August 06, 2019 13:43
President Moon Jae-in in a Cabinet meeting on Monday claimed that Japan's economic superiority is largely due to its "domestic market" and that South Korea will easily catch up with it if it forms a "peace economy" with North Korea. Moon for some reason feels that Japan's fresh export curbs "once again confirm the need for a peace economy" with North Korea. There have been rumblings in conservative circles that Japan was able to ambush South Korea by removing it from a list of preferential trade partners because the Moon administration was obsessed with North Korea and dropped the ball in the diplomatic spat with Japan. Now it is becoming shockingly clear how true that is. The financial markets are reeling, but Moon sings about pan-Korean peace and prosperity, even though there is no realistic prospect of international sanctions against the crackpot country being lifted for years to come.
Of course cross-border economic cooperation will one day benefit the economy, and peace on the Korean Peninsula will erase the "Korea discount" that has hampered the stock markets due to the security risks.
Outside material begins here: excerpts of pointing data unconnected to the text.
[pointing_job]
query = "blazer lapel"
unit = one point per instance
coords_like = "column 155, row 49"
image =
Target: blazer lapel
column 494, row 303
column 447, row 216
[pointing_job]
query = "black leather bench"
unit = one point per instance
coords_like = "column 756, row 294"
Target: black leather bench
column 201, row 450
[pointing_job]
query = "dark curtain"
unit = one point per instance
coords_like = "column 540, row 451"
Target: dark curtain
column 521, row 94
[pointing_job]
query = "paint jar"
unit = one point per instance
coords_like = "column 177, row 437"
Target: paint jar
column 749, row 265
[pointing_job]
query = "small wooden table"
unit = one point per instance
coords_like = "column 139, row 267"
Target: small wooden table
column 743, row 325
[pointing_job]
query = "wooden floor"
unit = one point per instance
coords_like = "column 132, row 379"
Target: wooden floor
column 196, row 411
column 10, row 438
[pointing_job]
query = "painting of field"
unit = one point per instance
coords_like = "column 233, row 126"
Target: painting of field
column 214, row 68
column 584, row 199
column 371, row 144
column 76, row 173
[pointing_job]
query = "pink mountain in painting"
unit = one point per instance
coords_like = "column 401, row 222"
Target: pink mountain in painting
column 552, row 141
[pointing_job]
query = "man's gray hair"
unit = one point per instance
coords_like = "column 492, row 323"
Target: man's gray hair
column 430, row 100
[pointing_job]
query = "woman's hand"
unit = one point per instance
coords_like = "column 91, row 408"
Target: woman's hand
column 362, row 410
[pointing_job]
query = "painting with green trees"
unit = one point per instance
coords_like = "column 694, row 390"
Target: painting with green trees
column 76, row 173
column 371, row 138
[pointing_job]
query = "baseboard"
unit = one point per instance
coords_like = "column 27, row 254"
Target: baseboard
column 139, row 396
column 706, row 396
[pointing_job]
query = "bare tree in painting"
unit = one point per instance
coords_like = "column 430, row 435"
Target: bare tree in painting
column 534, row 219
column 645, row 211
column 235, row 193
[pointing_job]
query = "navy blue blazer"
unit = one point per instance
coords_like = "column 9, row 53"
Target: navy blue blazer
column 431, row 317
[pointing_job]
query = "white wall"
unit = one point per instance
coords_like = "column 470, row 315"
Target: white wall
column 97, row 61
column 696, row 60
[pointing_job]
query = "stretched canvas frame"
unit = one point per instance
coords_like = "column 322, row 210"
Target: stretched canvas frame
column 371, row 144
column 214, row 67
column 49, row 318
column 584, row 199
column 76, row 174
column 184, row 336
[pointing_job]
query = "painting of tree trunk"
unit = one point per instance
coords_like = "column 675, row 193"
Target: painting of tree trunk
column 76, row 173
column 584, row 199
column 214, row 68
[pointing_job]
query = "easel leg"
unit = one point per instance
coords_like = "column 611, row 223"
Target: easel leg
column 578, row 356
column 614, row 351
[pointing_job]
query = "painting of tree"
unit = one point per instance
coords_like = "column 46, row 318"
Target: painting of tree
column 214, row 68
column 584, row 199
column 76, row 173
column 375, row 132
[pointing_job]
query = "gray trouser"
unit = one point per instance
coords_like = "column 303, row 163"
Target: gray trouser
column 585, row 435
But even when that day comes, the initial benefits will not be vast for South Korea, which is among the world's top 15 economies, because it will have to foot the bill for getting North Korea, one of the world's poorest countries, shipshape. It is safe to say that the North is about a century behind South Korea, and even its exaggerated GDP figures are about those of a mid-sized city in the South. What can North Korea offer other than cheap labor? And is the North Korean dictator willing to embrace South Korean capitalism? Seeking to overtake a world-leading technological powerhouse by cooperating with a basket case is pure fantasy.
At any rate, inter-Korean economic cooperation is a distant illusion. How can Moon even think up such far-fetched notions at a time when the economy and businesses face an immediate crisis? After that peculiar outburst, many wondered if Moon has completely lost touch with reality, and they are now having to worry about the president when he should be the one worrying about the public. Who will steady the rudder?